Location
- Bettendorf, IowaScott County United States

District information
- Type: Public
- Grades: Pre-kindergarten-12
- Established: 1907
- Superintendent: Dr. John W. Elkin (interim)
- Accreditation: Iowa Department of Education
- Schools: 7
- Budget: $63,149,000 (2020-21)
- NCES District ID: 1904860

Students and staff
- Students: 4,633 (2022-23)
- Teachers: 309.28 FTE
- Staff: 280.29 FTE
- Student–teacher ratio: 14.98
- Athletic conference: Mississippi Athletic Conference

Other information
- Website: www.bettschools.org

= Bettendorf Community School District =

Public school district in Bettendorf, Iowa, United States

The Bettendorf Community School District is a public school district in Scott County, Iowa, United States, The school district covers 9 sqmi that includes the western, northern and central areas of Bettendorf, where it is based, and a small section of the east edge of Davenport.

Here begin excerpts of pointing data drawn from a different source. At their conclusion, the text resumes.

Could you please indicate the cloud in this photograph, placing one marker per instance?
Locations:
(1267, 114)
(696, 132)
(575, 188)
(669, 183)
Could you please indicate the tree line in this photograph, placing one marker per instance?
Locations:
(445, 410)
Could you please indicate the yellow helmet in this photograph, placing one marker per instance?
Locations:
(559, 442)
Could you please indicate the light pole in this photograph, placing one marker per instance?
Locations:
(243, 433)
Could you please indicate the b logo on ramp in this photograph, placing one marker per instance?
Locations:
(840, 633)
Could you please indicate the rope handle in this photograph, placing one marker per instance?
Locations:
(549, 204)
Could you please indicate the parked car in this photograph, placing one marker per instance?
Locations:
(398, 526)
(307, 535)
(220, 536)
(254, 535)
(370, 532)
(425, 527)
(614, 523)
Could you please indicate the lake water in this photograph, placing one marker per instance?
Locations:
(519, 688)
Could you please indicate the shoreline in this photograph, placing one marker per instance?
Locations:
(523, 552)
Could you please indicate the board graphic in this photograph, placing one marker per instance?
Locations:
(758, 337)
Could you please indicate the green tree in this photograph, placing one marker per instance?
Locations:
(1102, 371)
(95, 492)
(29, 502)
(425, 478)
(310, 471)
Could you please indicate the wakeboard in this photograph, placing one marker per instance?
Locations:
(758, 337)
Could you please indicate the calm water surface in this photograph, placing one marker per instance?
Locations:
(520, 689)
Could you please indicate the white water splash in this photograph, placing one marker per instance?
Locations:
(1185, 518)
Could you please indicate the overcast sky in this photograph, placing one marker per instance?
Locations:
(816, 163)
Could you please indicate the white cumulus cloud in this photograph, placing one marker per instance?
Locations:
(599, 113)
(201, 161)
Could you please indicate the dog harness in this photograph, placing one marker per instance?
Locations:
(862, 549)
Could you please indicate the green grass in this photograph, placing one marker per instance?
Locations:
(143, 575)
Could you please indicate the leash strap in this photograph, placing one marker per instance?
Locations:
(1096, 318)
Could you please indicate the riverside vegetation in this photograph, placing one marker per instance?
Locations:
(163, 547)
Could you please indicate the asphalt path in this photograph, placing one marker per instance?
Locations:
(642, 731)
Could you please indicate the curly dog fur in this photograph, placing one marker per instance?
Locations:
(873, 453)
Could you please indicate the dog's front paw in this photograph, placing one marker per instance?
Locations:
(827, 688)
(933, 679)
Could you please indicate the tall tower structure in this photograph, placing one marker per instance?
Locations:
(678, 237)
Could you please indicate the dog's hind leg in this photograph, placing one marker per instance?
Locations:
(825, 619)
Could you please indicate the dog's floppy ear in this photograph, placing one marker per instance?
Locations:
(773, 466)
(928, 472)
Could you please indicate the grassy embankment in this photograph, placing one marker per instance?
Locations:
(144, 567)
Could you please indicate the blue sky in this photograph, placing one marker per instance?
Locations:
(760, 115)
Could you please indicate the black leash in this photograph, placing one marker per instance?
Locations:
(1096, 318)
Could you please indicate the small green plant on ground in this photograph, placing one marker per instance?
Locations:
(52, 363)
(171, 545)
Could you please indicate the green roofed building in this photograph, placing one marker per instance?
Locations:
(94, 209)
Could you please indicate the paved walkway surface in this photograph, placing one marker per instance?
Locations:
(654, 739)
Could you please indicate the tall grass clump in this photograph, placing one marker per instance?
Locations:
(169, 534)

Founded in 1907, the Bettendorf School District operates nine school buildings, all in the city of Bettendorf.

==List of schools==
- High School
- Bettendorf High School

- Alternative School
- Thomas Edison Academy

- Middle School
- Bettendorf Middle School

- Elementary Schools
- Grant Wood
- Herbert Hoover
- Mark Twain
- Neil Armstrong
- Paul Norton

==History==
Bettendorf Community School District was officially established in 1907, shortly after the town of Gilbert was renamed to Bettendorf. In its early years, the district operated on a smaller scale. Without a dedicated secondary facility, students usually went to other local high schools in Davenport or LeClaire.

In 1951: Bettendorf High School opened up, during its beginning years: it was grades 7 - 12, which is now 9 - 12.
In the 1960's: Rapid enrollment led to a temporary space crisis, leaving the district renting store fronts as classes.
In 1971 (Just 20 years after Bettendorf High School opened up): The high school facility on 18th Street was completed, and at the time: was surrounded by Agricultural land.

To this day: it's now known as a powerhouse for high school sports in Iowa, and a 90% graduation rate.